The "diaries" are said to be full of revelations about the famous and the powerful with whom Morgan rubbed shoulders as a journalist.
He has promised to tell what Prime Minister Tony Blair "really" thinks of Alastair Campbell, Blair's former spin-doctor, and to give an account of how a photograph of Cherie Blair sunbathing topless on a holiday beach was taken.
He admits that Cherie Blair heartily disliked him, and likens her to the late Princess Diana.
"I don't hate Cherie. She had an extremely difficult upbringing that left her pretty damaged. She's not dissimilar to Diana in that respect.
"The last time I saw her was at Peter Mandelson's leaving do, where she flirted with me. The chivalrous thing is to say that I wouldn't be her type."
Morgan was sacked after nine years as editor of the Daily Mirror after his newspaper published photographs of British squaddies allegedly maltreating an Iraqi prisoner. The pictures were fakes.
He now claims to have made more money out of that than if he had stayed in the job for another five years. His advance for his diaries is reputed to have been 1.2 million ($3.18 million) and he was paid 1.7 million compensation for losing his job.
The revelation that he kept a diary all those years has puzzled old colleagues who have been contacted by him so that he could pick their memories.
Others who know Morgan have pointed out that he is not a natural observer and recorder of events, because he was never a good listener. "He was a great talker, who loved attention," one said.
But the "diary" is destined to be a sensation, with famous names running right through it. Morgan first made his name as a journalist on the Sun through his knack of getting his face into photographs of the famous.
The sections likely to make the biggest impact will be those that describe Morgan's encounters with leading figures in the Labour Government. He was a former Tory who became a Blairite in the 1990s, and did a great deal to help finish the Tories.
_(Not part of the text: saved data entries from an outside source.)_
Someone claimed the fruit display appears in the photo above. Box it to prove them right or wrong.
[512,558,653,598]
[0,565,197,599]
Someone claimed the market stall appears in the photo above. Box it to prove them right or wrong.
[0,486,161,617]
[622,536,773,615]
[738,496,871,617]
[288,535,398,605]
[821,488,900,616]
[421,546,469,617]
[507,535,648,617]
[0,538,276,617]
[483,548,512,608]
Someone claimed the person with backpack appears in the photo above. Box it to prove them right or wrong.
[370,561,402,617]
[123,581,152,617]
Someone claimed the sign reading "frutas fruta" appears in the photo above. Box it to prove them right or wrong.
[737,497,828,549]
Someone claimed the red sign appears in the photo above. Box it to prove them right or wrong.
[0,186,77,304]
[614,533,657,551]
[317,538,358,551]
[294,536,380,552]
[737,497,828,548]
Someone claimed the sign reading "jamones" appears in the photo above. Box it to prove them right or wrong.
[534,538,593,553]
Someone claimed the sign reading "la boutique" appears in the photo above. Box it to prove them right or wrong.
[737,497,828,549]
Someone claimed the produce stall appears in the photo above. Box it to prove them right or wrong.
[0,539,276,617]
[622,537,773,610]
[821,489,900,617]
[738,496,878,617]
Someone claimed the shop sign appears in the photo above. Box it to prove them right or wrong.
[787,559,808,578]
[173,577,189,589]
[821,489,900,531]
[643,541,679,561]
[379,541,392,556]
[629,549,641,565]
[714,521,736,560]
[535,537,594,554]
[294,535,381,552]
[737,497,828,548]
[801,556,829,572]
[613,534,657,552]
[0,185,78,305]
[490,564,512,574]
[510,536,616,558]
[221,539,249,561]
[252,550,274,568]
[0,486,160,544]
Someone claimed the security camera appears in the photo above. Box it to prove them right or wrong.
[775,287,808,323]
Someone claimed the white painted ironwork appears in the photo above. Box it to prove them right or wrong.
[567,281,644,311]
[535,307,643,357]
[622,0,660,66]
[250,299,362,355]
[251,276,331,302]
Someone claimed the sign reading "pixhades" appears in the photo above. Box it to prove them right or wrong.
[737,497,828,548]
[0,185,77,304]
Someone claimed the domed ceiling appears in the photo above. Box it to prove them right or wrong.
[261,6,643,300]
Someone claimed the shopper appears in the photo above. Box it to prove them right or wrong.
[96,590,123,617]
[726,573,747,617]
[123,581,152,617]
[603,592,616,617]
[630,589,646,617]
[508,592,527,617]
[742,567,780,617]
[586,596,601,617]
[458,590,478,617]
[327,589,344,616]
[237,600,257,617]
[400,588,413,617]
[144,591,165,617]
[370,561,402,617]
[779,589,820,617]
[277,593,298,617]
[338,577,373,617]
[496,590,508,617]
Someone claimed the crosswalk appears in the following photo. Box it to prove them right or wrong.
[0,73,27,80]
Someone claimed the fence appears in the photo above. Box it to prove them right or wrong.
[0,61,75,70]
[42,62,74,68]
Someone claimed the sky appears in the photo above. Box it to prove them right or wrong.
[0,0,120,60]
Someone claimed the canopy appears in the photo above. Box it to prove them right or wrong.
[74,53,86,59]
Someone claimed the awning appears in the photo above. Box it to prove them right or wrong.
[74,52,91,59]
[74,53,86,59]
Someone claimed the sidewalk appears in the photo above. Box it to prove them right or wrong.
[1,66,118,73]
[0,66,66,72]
Having become editor of the News of the World at the age of 28, in 1993, he ran a series of Tory "sleaze" stories, which usually led to yet another member of John Major's Government resigning.
At the Mirror, aged 30, Morgan was in constant touch with the Blairs, Chancellor of the Exchequer Gordon Brown, former minister Peter Mandelson and others. His diary records Cherie Blair's unconcealed dislike for him.
A fortnight after his dismissal, he was walking through Soho when a car door opened to reveal a grinning Cherie Blair, who insisted that he must come to a Downing St dinner to which he had been invited in his capacity as the Daily Mirror's editor. He reminded her that he had been sacked, and she exclaimed: "Yes, we're still celebrating!"
That could be explained by the way Morgan latterly changed the Daily Mirror's political line, and campaigned relentlessly against the Iraq war - but he attributes the problem to Cherie Blair's "insecure" personality.
The Prime Minister's wife was raised in a single-parent household in Liverpool. She is more conscious than her husband of the fact that his Prime Minister's annual salary, which will rise in April to 183,932, is less than he could be earning as a barrister. The couple also lost out when they sold their Islington home in 1997 to move into Downing St.
This week, she will give a speech at Samford University , for which she will get a fee that could come to 10,000. She will no doubt plug The Goldfish Bowl, her book about Prime Ministers' wives.
Morgan has complained repeatedly about Cherie Blair's attitude to him, saying that "it was unhelpful to the general relationship between the Mirror and Downing St that the wife of the Labour Prime Minister had such a vengeful hatred for me". It is also arguable that his own flamboyant behaviour was "unhelpful" - but that observation may not have found its way into Morgan's diaries.